New factors in heart failure pathophysiology
Leukocyte-shed extracellular vesicles have been found to play effector roles in the pathophysiology of many different diseases. There are often high levels of leukocyte-shed extracellular vesicles found in inflamed tissues; this indicates immunity cell activation. Within this study, the link between chronic heart failure and release of leukocyte-shed extracellular vesicles was investigated. They explored, in 119 patients, whether specific amounts or patterns of vesicles underscores heart failure aetiology and disease severity.

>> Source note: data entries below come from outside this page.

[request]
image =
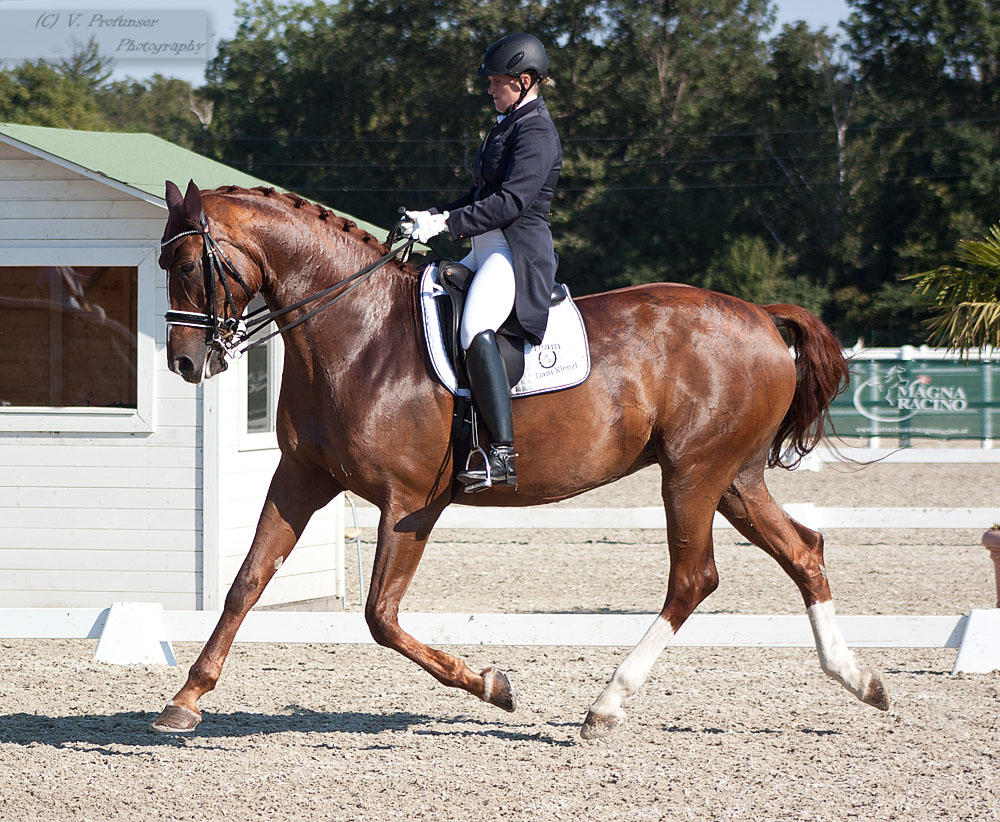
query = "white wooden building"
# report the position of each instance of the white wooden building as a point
(118, 480)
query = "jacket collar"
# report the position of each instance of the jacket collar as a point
(517, 114)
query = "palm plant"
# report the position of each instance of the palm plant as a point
(966, 300)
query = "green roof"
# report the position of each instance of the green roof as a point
(140, 161)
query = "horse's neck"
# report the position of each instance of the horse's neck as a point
(378, 312)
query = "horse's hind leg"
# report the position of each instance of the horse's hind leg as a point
(690, 509)
(296, 493)
(748, 505)
(401, 541)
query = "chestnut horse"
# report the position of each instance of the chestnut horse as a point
(700, 383)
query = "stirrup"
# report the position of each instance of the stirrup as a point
(479, 479)
(466, 476)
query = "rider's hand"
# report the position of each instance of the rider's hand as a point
(427, 225)
(405, 223)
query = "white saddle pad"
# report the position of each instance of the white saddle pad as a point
(561, 361)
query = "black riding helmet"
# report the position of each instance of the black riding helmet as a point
(515, 54)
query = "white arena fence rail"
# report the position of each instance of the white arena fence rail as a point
(654, 518)
(143, 633)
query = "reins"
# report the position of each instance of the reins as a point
(232, 332)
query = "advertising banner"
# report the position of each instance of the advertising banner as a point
(919, 398)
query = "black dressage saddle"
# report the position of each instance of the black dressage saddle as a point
(455, 278)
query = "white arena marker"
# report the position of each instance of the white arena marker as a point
(979, 652)
(135, 634)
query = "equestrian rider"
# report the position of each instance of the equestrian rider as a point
(506, 213)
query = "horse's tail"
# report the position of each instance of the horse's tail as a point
(821, 374)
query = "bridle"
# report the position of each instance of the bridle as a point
(229, 333)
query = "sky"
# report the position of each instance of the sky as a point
(35, 21)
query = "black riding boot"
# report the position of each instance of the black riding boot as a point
(491, 393)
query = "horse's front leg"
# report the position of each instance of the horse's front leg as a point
(401, 541)
(296, 493)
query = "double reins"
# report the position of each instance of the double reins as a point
(230, 333)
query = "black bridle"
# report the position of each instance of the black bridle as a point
(230, 332)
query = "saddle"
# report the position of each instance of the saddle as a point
(455, 278)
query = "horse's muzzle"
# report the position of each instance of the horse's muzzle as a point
(197, 364)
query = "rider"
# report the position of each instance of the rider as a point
(505, 213)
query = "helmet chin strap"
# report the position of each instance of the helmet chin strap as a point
(524, 90)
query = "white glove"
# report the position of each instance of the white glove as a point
(426, 225)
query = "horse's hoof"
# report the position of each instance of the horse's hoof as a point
(497, 690)
(176, 719)
(875, 693)
(597, 725)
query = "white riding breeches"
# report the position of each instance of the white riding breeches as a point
(491, 295)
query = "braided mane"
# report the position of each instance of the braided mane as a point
(331, 218)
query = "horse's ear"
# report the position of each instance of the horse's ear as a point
(192, 202)
(173, 195)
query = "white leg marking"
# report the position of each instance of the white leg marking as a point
(836, 659)
(630, 675)
(487, 684)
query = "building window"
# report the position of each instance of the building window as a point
(263, 381)
(68, 339)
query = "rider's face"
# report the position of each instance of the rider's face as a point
(504, 90)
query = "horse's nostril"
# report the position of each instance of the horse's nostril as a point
(182, 365)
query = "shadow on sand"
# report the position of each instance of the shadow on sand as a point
(132, 729)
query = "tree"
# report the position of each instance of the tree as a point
(966, 300)
(40, 94)
(165, 106)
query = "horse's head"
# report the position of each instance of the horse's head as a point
(210, 280)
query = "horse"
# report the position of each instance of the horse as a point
(700, 383)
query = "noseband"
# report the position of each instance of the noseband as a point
(229, 333)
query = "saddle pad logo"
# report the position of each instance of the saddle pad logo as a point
(561, 361)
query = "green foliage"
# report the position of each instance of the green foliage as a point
(966, 299)
(39, 94)
(747, 268)
(164, 106)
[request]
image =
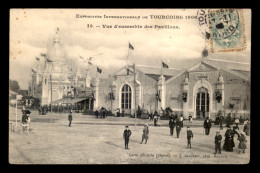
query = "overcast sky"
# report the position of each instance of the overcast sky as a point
(32, 32)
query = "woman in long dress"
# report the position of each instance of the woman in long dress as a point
(242, 142)
(145, 134)
(229, 140)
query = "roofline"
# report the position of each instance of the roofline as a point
(228, 70)
(213, 65)
(156, 67)
(229, 61)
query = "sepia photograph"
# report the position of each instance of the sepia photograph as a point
(129, 86)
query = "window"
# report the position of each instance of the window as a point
(126, 97)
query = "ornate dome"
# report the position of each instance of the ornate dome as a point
(220, 78)
(57, 52)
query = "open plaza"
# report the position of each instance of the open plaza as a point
(100, 141)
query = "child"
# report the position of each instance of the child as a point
(126, 135)
(145, 134)
(189, 136)
(190, 119)
(242, 142)
(218, 139)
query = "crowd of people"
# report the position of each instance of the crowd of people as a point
(177, 122)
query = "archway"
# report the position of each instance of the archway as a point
(202, 99)
(202, 103)
(126, 98)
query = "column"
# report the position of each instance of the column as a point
(96, 93)
(186, 104)
(162, 91)
(220, 88)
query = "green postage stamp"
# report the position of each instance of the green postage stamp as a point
(227, 30)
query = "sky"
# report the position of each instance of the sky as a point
(32, 32)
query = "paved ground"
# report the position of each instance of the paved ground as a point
(100, 141)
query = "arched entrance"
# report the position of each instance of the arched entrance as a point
(202, 99)
(126, 99)
(202, 103)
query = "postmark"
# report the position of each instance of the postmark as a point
(226, 28)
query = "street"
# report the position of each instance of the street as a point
(100, 141)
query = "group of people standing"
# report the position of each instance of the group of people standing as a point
(127, 133)
(177, 122)
(103, 113)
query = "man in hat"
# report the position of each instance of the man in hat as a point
(218, 139)
(189, 136)
(126, 135)
(229, 140)
(242, 142)
(145, 134)
(178, 127)
(96, 113)
(70, 118)
(207, 126)
(171, 126)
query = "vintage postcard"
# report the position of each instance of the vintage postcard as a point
(129, 86)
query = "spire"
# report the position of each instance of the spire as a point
(56, 39)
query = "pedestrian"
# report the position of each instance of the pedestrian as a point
(126, 135)
(235, 130)
(242, 142)
(181, 119)
(70, 118)
(96, 113)
(178, 127)
(24, 117)
(155, 118)
(236, 121)
(171, 126)
(145, 134)
(229, 140)
(190, 118)
(207, 126)
(228, 120)
(221, 118)
(218, 139)
(189, 136)
(104, 114)
(175, 116)
(246, 127)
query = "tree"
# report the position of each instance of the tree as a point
(14, 86)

Results demonstrated that numbers of such extracellular vesicles correlated with the severity of symptoms. The conclusions of this study drew upon immunity cell messengers potentially contributing to the progression of chronic heart failure. In this sense, they may affect distant organs, and contribute to clinical deterioration.
This review by Vilella-Figuerola A et al. aimed to understand the role of leukocyte-shed extracellular vesicles in chronic heart failure.
It has previously been explored that extracellular vesicles can predict the presence and composition of atherosclerotic plaques. In this study, these vesicles seemed to contribute to the progression of chronic heart failure. Further research is required into fully understanding the role of leukocyte-shed extracellular vesicles in cardiovascular diseases, and their correlation with disease progression.